Perte de sens, course au profit et destruction de nos ressources. Ceux qui ont lu Laudato si', l'encyclique du pape François sur l'écologie, ne pourront que trouver des nombreux points communs avec le propos de Valérie Cabanes dans son livre "Homo Natura - En harmonie avec le vivant" (éd. Buchet/Chastel). Sur RCF, la juriste en droit international, spécialisée dans les droits de l'homme, raconte son parcours hors normes, guidé par le courage, la nécessité de s'engager mais aussi l'empathie et une réelle préoccupation pour la planète et pour l'espèce humaine.
"On est intimement liés à la situation dans le monde." Valérie Cabanes a "passé 18 ans à diriger des programmes internationaux dans les champs de la santé et des droits humains destinés à des personnes handicapées, des femmes et des enfants exploités et victimes de violence, des enfants de la rue et des réfugiés", écrit-elle sur son site internet.

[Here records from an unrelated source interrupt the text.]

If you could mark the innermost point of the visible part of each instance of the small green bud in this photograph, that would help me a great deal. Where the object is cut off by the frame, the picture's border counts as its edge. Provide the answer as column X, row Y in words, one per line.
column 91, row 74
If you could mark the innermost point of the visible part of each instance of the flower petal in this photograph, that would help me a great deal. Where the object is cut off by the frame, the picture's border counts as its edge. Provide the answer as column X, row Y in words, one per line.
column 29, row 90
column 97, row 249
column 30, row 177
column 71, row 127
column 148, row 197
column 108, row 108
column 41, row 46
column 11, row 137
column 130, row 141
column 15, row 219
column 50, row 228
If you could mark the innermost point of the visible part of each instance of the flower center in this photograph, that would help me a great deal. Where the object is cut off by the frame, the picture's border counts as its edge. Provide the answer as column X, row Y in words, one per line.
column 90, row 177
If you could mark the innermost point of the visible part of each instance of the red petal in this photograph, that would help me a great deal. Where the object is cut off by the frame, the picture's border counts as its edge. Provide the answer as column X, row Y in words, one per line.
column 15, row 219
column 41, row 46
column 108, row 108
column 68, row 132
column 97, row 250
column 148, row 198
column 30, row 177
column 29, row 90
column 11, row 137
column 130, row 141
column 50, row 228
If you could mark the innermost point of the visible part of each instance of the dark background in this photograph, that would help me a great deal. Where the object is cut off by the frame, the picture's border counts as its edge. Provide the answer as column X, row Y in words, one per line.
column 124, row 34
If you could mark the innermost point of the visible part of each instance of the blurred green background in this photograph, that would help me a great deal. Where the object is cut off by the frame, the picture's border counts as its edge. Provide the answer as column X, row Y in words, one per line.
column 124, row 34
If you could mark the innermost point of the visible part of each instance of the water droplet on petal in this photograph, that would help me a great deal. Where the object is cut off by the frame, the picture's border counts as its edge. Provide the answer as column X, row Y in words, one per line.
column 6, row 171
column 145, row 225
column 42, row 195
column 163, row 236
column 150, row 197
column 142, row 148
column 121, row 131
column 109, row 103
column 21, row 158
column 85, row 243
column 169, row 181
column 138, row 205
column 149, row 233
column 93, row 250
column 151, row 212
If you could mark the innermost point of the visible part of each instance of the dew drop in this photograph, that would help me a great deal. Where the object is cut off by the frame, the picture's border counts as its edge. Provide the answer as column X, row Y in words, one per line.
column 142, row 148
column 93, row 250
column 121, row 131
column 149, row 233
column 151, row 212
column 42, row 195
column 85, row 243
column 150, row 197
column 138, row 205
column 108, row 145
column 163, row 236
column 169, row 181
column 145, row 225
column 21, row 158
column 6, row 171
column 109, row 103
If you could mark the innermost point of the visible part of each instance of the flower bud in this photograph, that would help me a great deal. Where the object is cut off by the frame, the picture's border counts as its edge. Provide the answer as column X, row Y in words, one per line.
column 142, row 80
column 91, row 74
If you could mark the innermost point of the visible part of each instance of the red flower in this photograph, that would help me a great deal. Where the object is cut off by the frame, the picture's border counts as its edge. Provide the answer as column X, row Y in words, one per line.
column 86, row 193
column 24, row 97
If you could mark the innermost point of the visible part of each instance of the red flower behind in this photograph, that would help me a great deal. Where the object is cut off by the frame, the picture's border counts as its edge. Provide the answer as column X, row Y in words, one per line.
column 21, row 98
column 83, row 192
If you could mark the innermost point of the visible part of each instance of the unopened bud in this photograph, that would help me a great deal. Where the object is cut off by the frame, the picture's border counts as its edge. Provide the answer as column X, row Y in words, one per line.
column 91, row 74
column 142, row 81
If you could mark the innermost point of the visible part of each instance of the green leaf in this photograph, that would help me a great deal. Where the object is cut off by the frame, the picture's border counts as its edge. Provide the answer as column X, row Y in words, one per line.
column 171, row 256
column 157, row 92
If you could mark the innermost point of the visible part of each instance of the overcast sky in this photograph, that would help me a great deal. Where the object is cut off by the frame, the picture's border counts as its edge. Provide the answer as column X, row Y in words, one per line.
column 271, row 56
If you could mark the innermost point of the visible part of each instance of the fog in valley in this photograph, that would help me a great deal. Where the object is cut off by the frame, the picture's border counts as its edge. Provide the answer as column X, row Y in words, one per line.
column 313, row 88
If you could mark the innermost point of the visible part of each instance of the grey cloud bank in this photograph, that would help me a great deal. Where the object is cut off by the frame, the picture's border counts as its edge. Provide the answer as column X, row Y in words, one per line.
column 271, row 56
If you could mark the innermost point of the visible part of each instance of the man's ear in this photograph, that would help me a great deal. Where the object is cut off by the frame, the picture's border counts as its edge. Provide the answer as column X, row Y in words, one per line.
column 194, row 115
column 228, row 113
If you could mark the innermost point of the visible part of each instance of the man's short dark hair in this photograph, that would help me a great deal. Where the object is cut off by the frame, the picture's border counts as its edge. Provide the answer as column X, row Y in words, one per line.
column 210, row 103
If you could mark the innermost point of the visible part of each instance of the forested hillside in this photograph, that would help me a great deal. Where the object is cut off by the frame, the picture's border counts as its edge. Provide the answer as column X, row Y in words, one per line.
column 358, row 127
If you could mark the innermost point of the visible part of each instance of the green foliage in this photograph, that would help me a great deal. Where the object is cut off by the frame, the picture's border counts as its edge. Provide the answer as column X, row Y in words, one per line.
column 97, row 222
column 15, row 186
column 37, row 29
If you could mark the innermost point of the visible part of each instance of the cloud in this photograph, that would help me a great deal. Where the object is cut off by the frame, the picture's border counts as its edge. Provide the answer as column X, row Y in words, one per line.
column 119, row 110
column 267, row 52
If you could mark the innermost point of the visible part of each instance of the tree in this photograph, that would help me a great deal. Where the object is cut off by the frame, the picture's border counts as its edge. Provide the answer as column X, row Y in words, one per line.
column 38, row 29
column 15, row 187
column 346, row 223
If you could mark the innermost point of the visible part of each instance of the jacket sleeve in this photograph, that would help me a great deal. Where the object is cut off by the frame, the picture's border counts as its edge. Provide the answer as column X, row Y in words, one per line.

Après des études à l'institut Bioforce à Lyon, et une première mission au Burkina Faso, c'est au Pakistan, auprès des réfugiés afghans dont certains avaient sauté sur des mines qu'elle comprend l'importance des enjeux géopolitiques, dans un pays marqué par un conflit avec la Russie entre 1979 et 1989. "J'ai été très touchée par le peuple Afghan, d'une grande dignité, d'une grande poésie, d'une grande finesse intellectuelle, ce dont on ne se rend plus compte aujourd'hui avec tout ce que l'on raconte depuis 20, 25 ans." C'est aussi là qu'elle prend conscience que de "la lutte qu'on peut mener au niveau international pour défendre les droits humains".
En Ouganda, où elle effectuait une autre mission elle a été prise en otage. "Ça m'a encore plus rendu empathique, j'ai ressenti en tant que mère, en tant que femme, ce que pouvaient représenter la peur, le danger." Avec cette prise de conscience que "la violence est réelle, et qu'ici en France on vit dans des pays particulièrement préservés". En 2001, elle reprend des études, un double diplôme droit international et droits de l'homme, pour prendre la tête de l'ONG Planète Enfants & Développement. À 36 ans, elle oriente son engagement vers l'environnement et s'implique dans la défense des droits des peuples autochtones. Sa thèse en anthropologie juridique est consacrée au peuple Innu, qui vit au nord du Québec.
"Je suis fille de hippies", raconte Valérie Cabanes. Tout de suite on pense flower power et bons sentiments. C'est vrai que ses parents étaient des vrais, trois semaines après la naissance de leur fille en Bretagne en 1969 ils partaient déjà au Maroc, puis en Inde, au rythme de leur travail et de leur quête spirituelle. Mais pour elle, c'est une enfance marquée par les rencontres avec d'autres cultures, par "la découverte d'une planète magnifique qui [l'inspire] chaque jour". Et aussi "une tolérance à la différence et à la capacité sortir de ses cadres de référence". Valérie Cabanes ressentait, enfant, une réelle inquiétude. "Ce qui me perturbait beaucoup c'était l'état du monde." À 10 ans, elle a été la plus jeune membre des Amis du Livre de la paix de Bernard Benson, contre les armes nucléaires !
Aujourd'hui, Valérie Cabanes est la porte-parole du mouvement End Ecocide on Earth et fait partie de ceux qui ont organisé le procès fictif de Monsanto à La Haye. "Je m'oppose à ce qui dans l'industrie finalement devient une menace pour nous tous, sous prétexte d'apporter du confort immédiat." À l'entendre, rien d'idéologique, "juste du pragmatisme" et une vision à plus long terme que notre profit immédiat. Pourquoi donc voulons-nous tant accumuler, même le superflu, surtout le superflu ? Pourquoi cette course au profit qui nous entraîne vers une auto-destruction ?
Avec son frère elle a fait le calcul : la fortune de Bill Gates lui permettrait de vivre... 8 millions d'années au SMIC français ! Elle a aussi été vérifier où le milliardaire place sa fortune : par exemple dans la société Calico, propriété de Google, spécialisée dans la recherche sur le vieillissement, "qui travaille sur comment repousser le moment de la mort". Les technologies, c'est ce que "les transhumanistes ont choisi pour se dire 'foutu pour foutu, essayons de trouver des solutions pour que l'homme n'ait plus besoin de la nature, pour que l'homme devienne immortel...!'" Au fond, et si c'était ça le problème, les hommes et leur peur de mourir ? "En y réfléchissant profondément je crois que c'est ça..." confie la juriste.